On Wed, Jul 11, 2018 at 06:03:08PM +0200, Pavel Hrdina wrote:
> To make it clear I'll summarize all the possible combinations and how it
> should work so we are on the same page.

originally: before commit [1]
now: after commit [1] (current master)
expect: what this patch series should fix


======= Non-NUMA guests =======


* Only one hugepage specified without any nodeset

    <memoryBacking>
      <hugepages>
        <page size='1048576' unit='KiB'/>
      </hugepages>
    </memoryBacking>

    This is correct, was always working and we should not change it.

    originally: works
    now: works
    expected: works


* Only one hugapage specified with nodeset

    <memoryBacking>
      <hugepages>
        <page size='1048576' unit='KiB' nodeset='0'/>
      </hugepages>
    </memoryBacking>

    This is questionable since there is no guest NUMA node specified,
    but on the other hand we can consider non-NUMA guest to have exactly
    one NUMA node.

    This was working but has been broken by commit [1]  which tried to
    fix a case where you are trying to specify non-existing NUMA node.

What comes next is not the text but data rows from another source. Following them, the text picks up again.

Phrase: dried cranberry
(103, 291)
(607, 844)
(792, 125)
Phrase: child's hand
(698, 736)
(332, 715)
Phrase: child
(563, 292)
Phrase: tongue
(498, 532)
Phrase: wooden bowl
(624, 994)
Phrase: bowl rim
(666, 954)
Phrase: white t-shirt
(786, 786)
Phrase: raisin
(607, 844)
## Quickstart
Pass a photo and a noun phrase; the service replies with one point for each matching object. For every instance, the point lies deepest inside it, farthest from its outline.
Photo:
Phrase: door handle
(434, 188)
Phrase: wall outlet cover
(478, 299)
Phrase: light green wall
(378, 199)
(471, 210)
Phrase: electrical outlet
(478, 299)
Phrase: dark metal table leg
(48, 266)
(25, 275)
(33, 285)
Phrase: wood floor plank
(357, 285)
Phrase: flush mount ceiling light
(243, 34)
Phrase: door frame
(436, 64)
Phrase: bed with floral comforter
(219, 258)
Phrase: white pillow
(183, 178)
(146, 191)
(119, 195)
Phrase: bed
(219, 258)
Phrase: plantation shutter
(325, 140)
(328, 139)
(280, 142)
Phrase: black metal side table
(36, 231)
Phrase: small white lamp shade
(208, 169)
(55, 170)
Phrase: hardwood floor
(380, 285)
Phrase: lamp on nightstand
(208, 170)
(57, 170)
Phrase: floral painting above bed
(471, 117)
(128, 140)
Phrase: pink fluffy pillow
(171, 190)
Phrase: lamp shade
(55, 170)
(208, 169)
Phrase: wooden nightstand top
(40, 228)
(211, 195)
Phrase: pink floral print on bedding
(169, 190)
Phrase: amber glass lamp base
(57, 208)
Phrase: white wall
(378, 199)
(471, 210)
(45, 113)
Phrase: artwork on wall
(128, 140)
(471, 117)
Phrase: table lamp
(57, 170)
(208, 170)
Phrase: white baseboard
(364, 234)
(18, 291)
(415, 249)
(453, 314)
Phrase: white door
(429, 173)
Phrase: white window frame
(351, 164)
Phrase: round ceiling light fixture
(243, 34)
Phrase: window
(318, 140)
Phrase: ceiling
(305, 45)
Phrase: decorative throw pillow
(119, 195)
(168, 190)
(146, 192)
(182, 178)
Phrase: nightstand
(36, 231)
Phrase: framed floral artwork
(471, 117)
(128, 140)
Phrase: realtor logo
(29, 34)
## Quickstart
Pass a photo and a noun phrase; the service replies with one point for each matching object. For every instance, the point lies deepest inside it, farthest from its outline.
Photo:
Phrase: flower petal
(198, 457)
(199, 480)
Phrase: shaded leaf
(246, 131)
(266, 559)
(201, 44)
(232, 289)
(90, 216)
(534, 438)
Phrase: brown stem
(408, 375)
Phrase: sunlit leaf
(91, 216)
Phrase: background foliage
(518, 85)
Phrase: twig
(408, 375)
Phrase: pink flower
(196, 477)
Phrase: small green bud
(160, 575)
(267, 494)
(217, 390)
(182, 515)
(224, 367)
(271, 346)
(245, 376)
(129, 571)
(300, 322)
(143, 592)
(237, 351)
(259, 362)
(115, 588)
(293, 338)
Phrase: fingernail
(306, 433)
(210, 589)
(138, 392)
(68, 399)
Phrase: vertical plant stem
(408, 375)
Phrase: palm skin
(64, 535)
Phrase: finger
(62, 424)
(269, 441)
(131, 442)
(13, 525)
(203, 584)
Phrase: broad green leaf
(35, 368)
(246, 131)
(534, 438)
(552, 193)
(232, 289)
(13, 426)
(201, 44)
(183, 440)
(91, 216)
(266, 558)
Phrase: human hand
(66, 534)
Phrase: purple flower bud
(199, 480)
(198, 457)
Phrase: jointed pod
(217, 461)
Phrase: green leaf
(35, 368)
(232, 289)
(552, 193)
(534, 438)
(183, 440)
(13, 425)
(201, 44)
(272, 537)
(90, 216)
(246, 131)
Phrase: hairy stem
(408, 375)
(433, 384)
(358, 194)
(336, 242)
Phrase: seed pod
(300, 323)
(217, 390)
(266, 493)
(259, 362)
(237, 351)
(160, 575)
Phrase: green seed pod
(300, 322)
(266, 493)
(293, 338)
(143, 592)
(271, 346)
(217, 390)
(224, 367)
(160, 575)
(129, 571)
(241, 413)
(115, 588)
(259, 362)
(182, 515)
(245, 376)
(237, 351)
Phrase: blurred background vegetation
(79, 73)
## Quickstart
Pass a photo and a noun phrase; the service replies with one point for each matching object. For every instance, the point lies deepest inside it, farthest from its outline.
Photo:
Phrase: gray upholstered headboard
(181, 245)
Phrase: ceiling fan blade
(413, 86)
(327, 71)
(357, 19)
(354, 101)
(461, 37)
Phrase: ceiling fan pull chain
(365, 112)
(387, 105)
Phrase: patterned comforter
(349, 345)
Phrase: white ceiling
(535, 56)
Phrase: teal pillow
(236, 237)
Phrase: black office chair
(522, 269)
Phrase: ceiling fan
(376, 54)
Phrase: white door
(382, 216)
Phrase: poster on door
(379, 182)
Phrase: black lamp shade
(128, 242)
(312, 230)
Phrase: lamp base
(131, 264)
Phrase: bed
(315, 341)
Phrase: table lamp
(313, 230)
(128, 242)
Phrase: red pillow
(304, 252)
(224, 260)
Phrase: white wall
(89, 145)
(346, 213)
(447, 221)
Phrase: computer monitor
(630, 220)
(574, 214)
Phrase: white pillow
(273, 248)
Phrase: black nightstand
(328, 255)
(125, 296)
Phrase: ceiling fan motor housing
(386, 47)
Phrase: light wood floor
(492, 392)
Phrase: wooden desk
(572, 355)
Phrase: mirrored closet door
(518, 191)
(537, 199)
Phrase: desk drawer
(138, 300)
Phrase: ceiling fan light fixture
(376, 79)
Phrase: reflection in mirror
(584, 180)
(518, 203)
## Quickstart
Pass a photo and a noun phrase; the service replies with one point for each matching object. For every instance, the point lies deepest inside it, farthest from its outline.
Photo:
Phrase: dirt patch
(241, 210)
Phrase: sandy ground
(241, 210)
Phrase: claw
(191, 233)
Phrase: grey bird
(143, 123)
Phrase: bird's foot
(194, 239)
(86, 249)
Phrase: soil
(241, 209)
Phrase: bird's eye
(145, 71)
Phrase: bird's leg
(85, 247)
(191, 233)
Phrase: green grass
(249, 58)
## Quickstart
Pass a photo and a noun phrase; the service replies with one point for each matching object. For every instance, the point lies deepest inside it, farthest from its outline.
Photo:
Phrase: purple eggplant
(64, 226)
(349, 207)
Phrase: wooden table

    Because of that assumption we can consider this as valid XML even
    though there is no NUMA node specified [2].  There are two possible
    solutions:

        - we can leave the XML intact

        - we can silently remove the 'nodeset' attribute to 'fix' the
          XML definition

    originally: works
    now: fails
    expect: works


    <memoryBacking>
      <hugepages>
        <page size='1048576' unit='KiB' nodeset='1'/>
      </hugepages>
    </memoryBacking>

    If the nodeset is != 0 it should newer work becuase there is no
    guest NUMA topology and even if we take into account the assumption
    that there is always one NUMA node it is still invalid.

    originally: works
    now: fails
    expect: fails


* One hugepage with specific nodeset and second default hugepage

    <memoryBacking>
      <hugepages>
        <page size='1048576' unit='KiB' nodeset='0'/>
        <page size='2048' unit='KiB'/>
      </hugepages>
    </memoryBacking>

    This was working but was 'fixed' by commit [1] because the code
    checks only the first hugepage and uses only the first hugepage.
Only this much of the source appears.